Exhibit 3-5
CERTIFICATE OF AMENDMENT OF THE CERTIFICATE OF INCORPORATION
OF
ENERGY EAST CORPORATION
Under Section 805 of the
Business Corporation Law
The undersigned, being the Vice President, Treasurer & Secretary of Energy East Corporation, a New York corporation, hereby certifies:
FIRST. The name of the corporation is Energy East Corporation. The name under which the corporation was originally formed was NGE Resources, Inc.
SECOND. The Certificate of Incorporation of the corporation was filed by the Department of State on September 23, 1997.
THIRD. The Certificate of Incorporation is amended to effect the following amendments authorized by the Business Corporation Law of the State of New York, namely: Article 4(B)(1) is amended to remove cumulative voting in the election of directors and Article 7 is amended to remove the classification of directors.
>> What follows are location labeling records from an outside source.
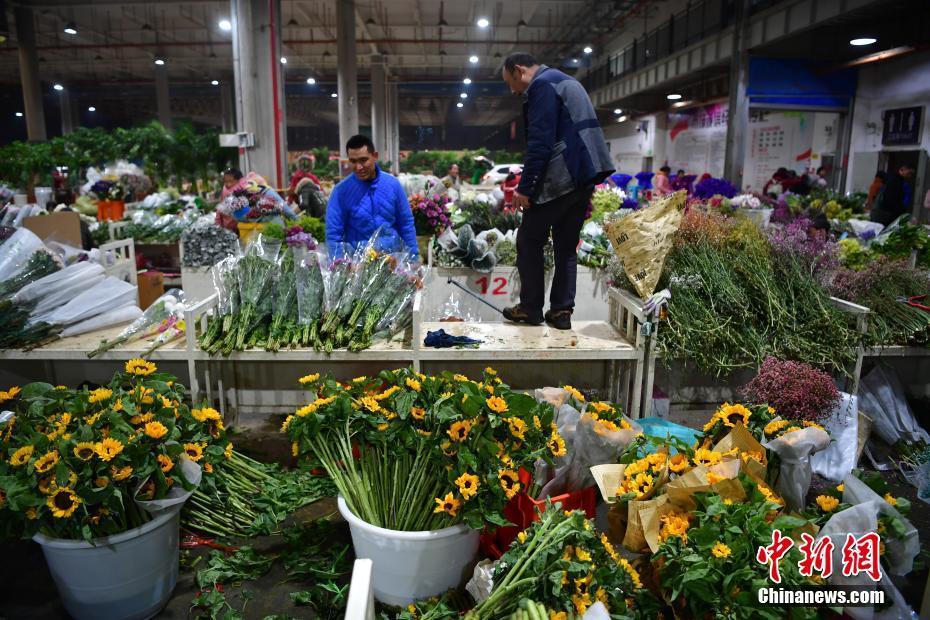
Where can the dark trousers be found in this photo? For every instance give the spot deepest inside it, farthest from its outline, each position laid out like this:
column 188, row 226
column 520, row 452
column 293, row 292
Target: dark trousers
column 563, row 218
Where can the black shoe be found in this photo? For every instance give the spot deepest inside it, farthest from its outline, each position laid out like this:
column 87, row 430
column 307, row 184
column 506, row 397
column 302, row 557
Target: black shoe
column 516, row 314
column 559, row 319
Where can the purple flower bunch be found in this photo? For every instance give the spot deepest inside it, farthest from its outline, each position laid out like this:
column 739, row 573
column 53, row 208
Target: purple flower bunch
column 296, row 237
column 430, row 213
column 816, row 253
column 708, row 188
column 796, row 390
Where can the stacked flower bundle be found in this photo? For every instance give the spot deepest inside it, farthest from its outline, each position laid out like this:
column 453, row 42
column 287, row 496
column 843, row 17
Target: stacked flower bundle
column 430, row 213
column 433, row 451
column 76, row 463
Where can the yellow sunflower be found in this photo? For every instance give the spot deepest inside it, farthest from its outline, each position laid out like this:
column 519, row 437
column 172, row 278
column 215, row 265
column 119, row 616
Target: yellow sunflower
column 468, row 485
column 21, row 456
column 194, row 451
column 109, row 448
column 458, row 432
column 447, row 504
column 510, row 482
column 517, row 427
column 827, row 503
column 84, row 450
column 63, row 503
column 155, row 430
column 99, row 395
column 165, row 461
column 45, row 462
column 122, row 473
column 496, row 404
column 140, row 367
column 732, row 414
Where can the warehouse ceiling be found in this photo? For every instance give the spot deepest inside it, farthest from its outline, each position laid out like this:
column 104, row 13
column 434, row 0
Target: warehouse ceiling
column 426, row 44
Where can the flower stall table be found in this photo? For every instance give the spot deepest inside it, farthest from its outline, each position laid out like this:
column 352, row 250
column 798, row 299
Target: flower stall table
column 263, row 382
column 621, row 345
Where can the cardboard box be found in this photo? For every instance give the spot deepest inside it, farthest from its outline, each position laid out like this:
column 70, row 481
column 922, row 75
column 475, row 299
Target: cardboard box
column 63, row 227
column 151, row 287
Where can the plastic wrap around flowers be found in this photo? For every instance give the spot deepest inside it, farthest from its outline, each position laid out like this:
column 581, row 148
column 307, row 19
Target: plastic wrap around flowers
column 254, row 203
column 430, row 213
column 708, row 188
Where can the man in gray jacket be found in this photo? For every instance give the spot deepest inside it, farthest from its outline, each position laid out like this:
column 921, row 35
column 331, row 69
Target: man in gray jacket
column 566, row 156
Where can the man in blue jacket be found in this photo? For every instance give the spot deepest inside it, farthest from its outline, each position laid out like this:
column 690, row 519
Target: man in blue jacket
column 566, row 156
column 367, row 200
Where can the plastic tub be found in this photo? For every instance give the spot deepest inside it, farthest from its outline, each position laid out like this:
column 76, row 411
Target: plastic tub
column 413, row 565
column 129, row 576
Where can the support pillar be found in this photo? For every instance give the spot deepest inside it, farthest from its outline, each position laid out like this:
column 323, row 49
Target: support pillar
column 738, row 110
column 163, row 96
column 29, row 74
column 259, row 87
column 348, row 72
column 379, row 130
column 393, row 126
column 69, row 114
column 228, row 107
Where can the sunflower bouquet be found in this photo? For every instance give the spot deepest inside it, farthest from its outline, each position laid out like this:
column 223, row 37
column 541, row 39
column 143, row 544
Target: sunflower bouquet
column 562, row 562
column 79, row 464
column 411, row 452
column 706, row 563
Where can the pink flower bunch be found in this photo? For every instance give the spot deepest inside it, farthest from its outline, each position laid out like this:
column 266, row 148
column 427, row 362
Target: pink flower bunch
column 430, row 213
column 796, row 390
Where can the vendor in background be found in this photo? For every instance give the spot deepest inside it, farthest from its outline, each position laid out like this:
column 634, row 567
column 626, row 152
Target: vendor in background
column 366, row 200
column 509, row 186
column 304, row 166
column 894, row 201
column 662, row 184
column 875, row 189
column 452, row 180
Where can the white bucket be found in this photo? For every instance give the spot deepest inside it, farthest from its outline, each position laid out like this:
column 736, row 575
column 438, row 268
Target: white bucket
column 129, row 576
column 409, row 566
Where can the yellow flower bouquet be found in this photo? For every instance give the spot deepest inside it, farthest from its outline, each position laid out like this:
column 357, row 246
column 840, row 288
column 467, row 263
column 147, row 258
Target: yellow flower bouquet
column 75, row 464
column 411, row 452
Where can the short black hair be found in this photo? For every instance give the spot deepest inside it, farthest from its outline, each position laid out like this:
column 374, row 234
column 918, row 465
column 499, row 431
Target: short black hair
column 524, row 59
column 358, row 141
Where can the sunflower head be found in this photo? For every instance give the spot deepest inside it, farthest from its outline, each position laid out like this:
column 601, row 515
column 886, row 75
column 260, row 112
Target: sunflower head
column 193, row 451
column 63, row 502
column 108, row 448
column 459, row 430
column 45, row 462
column 510, row 482
column 468, row 485
column 140, row 367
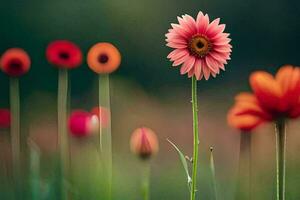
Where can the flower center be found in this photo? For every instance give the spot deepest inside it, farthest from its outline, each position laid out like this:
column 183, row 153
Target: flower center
column 15, row 64
column 199, row 46
column 103, row 58
column 64, row 55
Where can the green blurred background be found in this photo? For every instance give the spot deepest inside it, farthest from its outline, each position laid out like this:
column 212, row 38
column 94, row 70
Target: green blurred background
column 146, row 90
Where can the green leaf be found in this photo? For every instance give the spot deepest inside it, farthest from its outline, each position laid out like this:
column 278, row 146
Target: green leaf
column 183, row 161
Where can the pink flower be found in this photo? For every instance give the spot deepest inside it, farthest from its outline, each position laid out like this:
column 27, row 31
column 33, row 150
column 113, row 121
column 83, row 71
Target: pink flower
column 82, row 123
column 201, row 47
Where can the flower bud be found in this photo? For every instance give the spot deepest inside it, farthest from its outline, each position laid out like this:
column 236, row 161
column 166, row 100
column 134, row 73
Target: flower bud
column 144, row 142
column 102, row 113
column 82, row 123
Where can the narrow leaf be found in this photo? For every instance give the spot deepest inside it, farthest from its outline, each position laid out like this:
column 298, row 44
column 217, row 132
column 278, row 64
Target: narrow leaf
column 183, row 161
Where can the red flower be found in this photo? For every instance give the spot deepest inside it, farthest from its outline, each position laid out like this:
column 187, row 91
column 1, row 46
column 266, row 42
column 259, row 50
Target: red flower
column 144, row 142
column 104, row 58
column 5, row 118
column 15, row 62
column 82, row 123
column 274, row 98
column 64, row 54
column 104, row 115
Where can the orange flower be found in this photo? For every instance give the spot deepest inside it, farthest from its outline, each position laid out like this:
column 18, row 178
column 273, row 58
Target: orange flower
column 64, row 54
column 15, row 62
column 246, row 114
column 144, row 142
column 273, row 98
column 104, row 58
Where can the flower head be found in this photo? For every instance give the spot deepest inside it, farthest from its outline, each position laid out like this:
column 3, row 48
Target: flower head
column 144, row 142
column 274, row 98
column 5, row 118
column 104, row 115
column 82, row 123
column 104, row 58
column 201, row 46
column 15, row 62
column 64, row 54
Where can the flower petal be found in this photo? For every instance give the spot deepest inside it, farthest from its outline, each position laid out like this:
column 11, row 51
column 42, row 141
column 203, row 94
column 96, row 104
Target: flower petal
column 266, row 89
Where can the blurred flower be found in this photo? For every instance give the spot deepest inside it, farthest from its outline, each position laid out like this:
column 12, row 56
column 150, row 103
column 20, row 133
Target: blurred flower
column 104, row 58
column 82, row 123
column 5, row 118
column 15, row 62
column 200, row 46
column 144, row 142
column 104, row 115
column 64, row 54
column 279, row 95
column 274, row 98
column 246, row 114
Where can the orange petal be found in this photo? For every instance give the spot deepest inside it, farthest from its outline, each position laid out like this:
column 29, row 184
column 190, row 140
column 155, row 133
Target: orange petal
column 267, row 90
column 289, row 79
column 245, row 96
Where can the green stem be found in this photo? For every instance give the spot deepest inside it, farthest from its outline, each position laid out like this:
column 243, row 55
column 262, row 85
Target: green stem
column 62, row 127
column 280, row 127
column 244, row 176
column 34, row 170
column 15, row 131
column 105, row 137
column 196, row 138
column 146, row 182
column 213, row 173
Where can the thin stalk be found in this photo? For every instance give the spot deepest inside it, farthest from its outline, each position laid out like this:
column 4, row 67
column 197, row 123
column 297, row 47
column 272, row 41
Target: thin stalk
column 213, row 172
column 105, row 138
column 34, row 170
column 62, row 127
column 15, row 131
column 280, row 127
column 196, row 138
column 146, row 182
column 244, row 175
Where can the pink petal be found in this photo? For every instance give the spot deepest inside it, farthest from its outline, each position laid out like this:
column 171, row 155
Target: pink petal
column 213, row 28
column 212, row 64
column 180, row 60
column 222, row 41
column 177, row 54
column 188, row 65
column 206, row 71
column 197, row 69
column 191, row 23
column 180, row 30
column 202, row 24
column 176, row 45
column 191, row 73
column 223, row 49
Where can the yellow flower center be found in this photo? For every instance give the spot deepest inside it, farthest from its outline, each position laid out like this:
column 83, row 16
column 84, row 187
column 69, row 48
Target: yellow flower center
column 199, row 46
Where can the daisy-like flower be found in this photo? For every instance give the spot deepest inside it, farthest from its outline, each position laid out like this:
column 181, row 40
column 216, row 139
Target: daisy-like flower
column 15, row 62
column 104, row 58
column 274, row 98
column 144, row 142
column 5, row 118
column 64, row 54
column 201, row 46
column 82, row 123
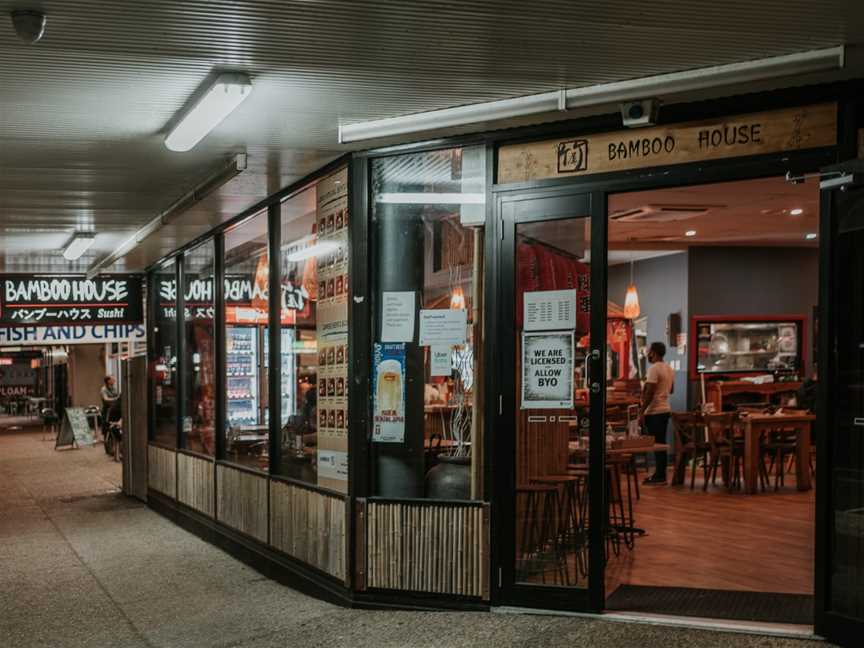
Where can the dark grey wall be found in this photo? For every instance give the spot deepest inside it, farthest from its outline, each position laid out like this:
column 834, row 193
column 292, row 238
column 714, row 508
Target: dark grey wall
column 756, row 281
column 662, row 286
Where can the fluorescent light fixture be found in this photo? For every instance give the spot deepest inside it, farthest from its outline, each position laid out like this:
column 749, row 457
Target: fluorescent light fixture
column 226, row 93
column 79, row 244
column 603, row 93
column 432, row 198
column 319, row 248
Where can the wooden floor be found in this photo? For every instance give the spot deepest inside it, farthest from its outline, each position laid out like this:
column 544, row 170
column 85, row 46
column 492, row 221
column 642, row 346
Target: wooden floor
column 721, row 540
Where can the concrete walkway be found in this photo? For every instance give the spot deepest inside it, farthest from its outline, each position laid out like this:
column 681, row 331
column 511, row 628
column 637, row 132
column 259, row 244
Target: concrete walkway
column 81, row 565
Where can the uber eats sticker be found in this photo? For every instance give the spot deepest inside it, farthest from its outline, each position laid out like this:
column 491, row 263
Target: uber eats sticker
column 547, row 370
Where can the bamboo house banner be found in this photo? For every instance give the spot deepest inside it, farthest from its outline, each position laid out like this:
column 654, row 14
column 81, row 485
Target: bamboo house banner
column 790, row 129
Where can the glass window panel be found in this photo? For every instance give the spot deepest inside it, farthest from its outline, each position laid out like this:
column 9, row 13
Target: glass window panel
column 428, row 214
column 246, row 315
column 200, row 362
column 163, row 355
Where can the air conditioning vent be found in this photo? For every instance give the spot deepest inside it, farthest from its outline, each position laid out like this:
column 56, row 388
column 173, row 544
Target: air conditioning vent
column 662, row 213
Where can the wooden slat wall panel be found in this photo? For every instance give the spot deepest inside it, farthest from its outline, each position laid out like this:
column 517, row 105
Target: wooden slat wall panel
column 162, row 470
column 439, row 549
column 309, row 526
column 195, row 483
column 242, row 501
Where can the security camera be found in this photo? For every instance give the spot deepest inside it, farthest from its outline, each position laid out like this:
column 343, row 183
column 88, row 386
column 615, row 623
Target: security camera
column 29, row 25
column 636, row 114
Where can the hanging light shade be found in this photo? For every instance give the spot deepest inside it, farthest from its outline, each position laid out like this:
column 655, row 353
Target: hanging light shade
column 631, row 302
column 631, row 299
column 457, row 299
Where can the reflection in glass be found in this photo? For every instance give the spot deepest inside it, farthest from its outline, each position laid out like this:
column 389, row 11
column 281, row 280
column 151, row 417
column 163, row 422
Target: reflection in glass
column 163, row 355
column 246, row 317
column 552, row 427
column 199, row 368
column 428, row 216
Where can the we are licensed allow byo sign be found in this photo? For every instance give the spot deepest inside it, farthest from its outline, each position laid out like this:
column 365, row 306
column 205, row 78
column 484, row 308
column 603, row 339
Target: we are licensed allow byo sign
column 547, row 370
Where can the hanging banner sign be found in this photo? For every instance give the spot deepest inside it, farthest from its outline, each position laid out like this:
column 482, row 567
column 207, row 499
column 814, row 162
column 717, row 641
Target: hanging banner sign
column 47, row 301
column 547, row 370
column 90, row 334
column 389, row 393
column 777, row 131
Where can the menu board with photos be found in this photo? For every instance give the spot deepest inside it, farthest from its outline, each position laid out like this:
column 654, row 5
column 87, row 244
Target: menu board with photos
column 332, row 329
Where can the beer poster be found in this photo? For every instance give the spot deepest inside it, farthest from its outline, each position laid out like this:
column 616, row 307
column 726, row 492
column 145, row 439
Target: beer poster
column 547, row 370
column 388, row 393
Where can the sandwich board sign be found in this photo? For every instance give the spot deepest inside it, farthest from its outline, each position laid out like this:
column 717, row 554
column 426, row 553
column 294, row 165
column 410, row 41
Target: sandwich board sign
column 74, row 429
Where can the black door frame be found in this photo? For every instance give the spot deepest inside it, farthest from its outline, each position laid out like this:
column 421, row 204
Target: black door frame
column 600, row 187
column 835, row 627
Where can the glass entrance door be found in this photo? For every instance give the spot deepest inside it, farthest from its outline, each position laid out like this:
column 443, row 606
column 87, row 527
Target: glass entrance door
column 840, row 590
column 552, row 385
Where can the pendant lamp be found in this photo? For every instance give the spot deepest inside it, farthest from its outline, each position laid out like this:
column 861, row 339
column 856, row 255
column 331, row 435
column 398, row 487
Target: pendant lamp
column 631, row 299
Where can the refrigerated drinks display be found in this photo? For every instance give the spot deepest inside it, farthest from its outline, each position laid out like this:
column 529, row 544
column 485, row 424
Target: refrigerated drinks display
column 288, row 369
column 241, row 366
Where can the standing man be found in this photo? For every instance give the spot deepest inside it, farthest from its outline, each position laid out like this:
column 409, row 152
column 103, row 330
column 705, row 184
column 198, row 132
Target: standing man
column 109, row 395
column 655, row 410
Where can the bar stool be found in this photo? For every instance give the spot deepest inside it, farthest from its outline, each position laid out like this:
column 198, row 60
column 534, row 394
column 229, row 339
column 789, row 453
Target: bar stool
column 539, row 531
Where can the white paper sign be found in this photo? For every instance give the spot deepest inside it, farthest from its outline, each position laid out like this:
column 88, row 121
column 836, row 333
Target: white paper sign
column 440, row 359
column 333, row 464
column 397, row 316
column 550, row 310
column 443, row 326
column 547, row 370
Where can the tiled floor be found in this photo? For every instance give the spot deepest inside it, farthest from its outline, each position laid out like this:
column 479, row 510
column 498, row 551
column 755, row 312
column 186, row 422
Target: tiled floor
column 82, row 566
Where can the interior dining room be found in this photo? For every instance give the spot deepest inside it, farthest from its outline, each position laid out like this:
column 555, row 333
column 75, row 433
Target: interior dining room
column 719, row 283
column 725, row 276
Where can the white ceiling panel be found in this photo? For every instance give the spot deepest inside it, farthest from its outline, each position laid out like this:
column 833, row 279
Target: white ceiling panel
column 83, row 112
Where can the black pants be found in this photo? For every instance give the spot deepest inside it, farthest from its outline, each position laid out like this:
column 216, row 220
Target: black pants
column 656, row 425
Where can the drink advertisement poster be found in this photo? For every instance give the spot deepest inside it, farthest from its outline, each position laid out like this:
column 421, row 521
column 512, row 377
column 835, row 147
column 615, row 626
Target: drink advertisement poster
column 389, row 393
column 547, row 370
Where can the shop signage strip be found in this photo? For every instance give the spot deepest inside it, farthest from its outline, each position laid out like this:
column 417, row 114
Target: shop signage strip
column 82, row 334
column 789, row 129
column 48, row 301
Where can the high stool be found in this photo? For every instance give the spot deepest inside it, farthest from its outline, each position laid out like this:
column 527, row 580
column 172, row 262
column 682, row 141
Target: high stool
column 540, row 531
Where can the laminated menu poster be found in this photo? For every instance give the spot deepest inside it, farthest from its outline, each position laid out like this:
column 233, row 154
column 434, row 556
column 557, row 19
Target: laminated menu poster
column 327, row 279
column 388, row 394
column 547, row 370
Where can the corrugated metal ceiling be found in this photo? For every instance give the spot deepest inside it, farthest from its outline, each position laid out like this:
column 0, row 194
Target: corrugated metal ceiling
column 83, row 113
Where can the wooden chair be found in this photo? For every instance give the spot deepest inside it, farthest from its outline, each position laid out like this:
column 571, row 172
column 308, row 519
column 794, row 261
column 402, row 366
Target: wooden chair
column 724, row 449
column 690, row 443
column 782, row 443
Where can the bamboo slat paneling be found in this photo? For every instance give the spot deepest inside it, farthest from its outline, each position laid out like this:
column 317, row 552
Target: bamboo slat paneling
column 195, row 483
column 162, row 470
column 309, row 526
column 241, row 501
column 428, row 547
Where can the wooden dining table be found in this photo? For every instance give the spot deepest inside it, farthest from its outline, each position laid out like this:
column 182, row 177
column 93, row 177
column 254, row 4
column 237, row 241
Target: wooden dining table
column 757, row 425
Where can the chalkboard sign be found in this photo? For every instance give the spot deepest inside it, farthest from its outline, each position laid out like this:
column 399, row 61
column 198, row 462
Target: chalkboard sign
column 75, row 430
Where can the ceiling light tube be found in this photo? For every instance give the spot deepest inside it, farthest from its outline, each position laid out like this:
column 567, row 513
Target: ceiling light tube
column 79, row 244
column 629, row 89
column 227, row 92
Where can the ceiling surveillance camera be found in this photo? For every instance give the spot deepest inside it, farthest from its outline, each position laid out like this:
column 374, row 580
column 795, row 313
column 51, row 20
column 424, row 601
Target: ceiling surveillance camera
column 29, row 25
column 636, row 114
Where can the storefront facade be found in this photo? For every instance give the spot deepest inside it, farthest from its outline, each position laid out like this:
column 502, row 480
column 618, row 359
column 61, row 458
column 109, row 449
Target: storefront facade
column 401, row 318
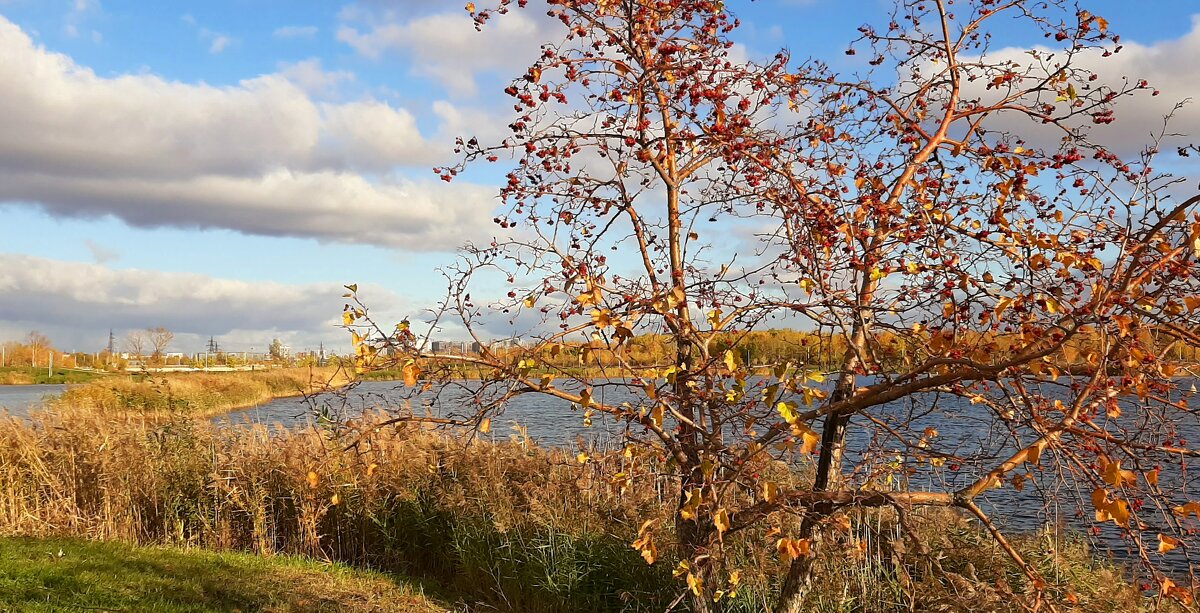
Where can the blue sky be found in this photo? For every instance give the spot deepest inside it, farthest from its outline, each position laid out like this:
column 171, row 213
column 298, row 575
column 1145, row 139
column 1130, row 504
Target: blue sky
column 225, row 167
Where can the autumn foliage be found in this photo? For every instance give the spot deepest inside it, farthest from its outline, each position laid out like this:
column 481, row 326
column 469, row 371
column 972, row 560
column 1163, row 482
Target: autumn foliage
column 946, row 216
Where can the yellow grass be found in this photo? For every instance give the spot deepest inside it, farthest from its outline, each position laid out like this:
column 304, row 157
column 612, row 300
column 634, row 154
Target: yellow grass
column 198, row 394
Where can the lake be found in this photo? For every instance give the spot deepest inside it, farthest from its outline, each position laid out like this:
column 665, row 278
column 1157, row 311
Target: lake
column 18, row 400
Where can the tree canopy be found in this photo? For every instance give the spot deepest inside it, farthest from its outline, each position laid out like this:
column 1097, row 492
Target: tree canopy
column 946, row 217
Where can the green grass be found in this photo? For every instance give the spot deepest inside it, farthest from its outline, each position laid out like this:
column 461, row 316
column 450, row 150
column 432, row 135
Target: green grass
column 43, row 575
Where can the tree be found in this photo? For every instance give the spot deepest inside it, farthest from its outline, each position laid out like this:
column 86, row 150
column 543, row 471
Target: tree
column 276, row 350
column 945, row 223
column 160, row 338
column 136, row 343
column 39, row 347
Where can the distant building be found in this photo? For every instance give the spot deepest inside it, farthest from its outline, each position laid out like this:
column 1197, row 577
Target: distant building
column 449, row 347
column 505, row 343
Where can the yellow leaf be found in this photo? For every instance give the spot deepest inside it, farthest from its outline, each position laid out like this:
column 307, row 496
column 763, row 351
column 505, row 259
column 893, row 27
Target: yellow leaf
column 787, row 410
column 810, row 442
column 793, row 548
column 1188, row 509
column 657, row 414
column 1031, row 455
column 691, row 505
column 1002, row 305
column 714, row 319
column 721, row 521
column 1115, row 476
column 412, row 373
column 645, row 542
column 769, row 492
column 1167, row 544
column 1053, row 306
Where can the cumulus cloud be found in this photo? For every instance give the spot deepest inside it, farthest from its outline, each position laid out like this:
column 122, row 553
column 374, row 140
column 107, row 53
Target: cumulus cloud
column 259, row 157
column 445, row 46
column 101, row 253
column 79, row 300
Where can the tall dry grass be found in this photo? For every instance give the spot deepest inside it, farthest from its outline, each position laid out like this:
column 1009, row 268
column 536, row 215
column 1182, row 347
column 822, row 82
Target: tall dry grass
column 198, row 394
column 508, row 526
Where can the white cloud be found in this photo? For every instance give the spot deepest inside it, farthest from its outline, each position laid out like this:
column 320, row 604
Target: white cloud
column 447, row 48
column 259, row 157
column 295, row 31
column 101, row 253
column 76, row 301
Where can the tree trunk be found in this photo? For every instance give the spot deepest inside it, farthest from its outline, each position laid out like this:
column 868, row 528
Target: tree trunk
column 833, row 444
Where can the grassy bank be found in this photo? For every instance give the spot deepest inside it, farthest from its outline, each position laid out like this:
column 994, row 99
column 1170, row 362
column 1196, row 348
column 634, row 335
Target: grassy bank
column 505, row 526
column 47, row 575
column 197, row 394
column 27, row 376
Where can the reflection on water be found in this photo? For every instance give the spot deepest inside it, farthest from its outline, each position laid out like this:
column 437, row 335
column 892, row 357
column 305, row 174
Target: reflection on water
column 18, row 400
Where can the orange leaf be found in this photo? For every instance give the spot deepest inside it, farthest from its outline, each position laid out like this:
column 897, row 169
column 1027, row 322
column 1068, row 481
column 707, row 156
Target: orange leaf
column 1167, row 544
column 793, row 548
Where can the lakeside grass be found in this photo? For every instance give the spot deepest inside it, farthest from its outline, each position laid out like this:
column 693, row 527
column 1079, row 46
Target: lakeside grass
column 53, row 575
column 29, row 376
column 198, row 395
column 503, row 526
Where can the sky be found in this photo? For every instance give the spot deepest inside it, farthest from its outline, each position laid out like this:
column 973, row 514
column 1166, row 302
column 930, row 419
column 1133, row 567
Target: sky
column 222, row 168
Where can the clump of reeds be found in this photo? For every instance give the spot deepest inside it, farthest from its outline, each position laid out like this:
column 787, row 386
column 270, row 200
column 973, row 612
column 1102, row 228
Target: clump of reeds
column 197, row 394
column 508, row 524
FOURTH. Article 4(B)(1) of the Certificate of Incorporation, relating to the Common Stock of the corporation, is amended to read in its entirety as follows:
(1) Common Stock
Each share of Common Stock shall have one vote. Subject to any voting rights which may vest in holders of Preferred Stock under the provisions of any series of Preferred Stock established by the Board of Directors pursuant to authority herein provided and except as otherwise provided by law, the exclusive voting power for all purposes shall be vested in the holders of Common Stock. Subject to the rights of the holders of Preferred Stock under the provisions of any series of Preferred Stock established by the Board of Directors pursuant to authority herein provided, the holders of Common Stock shall be entitled to receive such dividends, in cash, securities, or property, as may from time to time be declared by the Board of Directors. In the event of any liquidation, dissolution or winding up of the Corporation, either voluntary or involuntary, after payment or provision for payment shall have been made of the amounts to which th e holders of Preferred Stock shall be entitled under the provisions of any series of Preferred Stock established by the Board of Directors pursuant to authority herein provided, the holders of Common Stock shall be entitled, to the exclusion of the holders of the Preferred Stock of any series, to share ratably, according to the number of shares held by them, in all remaining assets of the Corporation available for distribution.
FIFTH. Article 7 of the Certificate of Incorporation of the corporation, relating to the classification of the board of directors of the corporation, is amended to read in its entirety as follows:
7. The directors shall be elected to hold office for terms expiring at the next annual meeting of stockholders and until their successors have been elected and qualified.
SIXTH. The foregoing amendments to the Certificate of Incorporation of the corporation were authorized at a meeting of the Board of Directors at which a quorum was present and at a subsequent meeting of stockholders by the vote of a majority of the outstanding shares of Common Stock entitled to vote thereon.
IN WITNESS WHEREOF, the undersigned has signed this Certificate of Amendment this 18th day of June, 2004.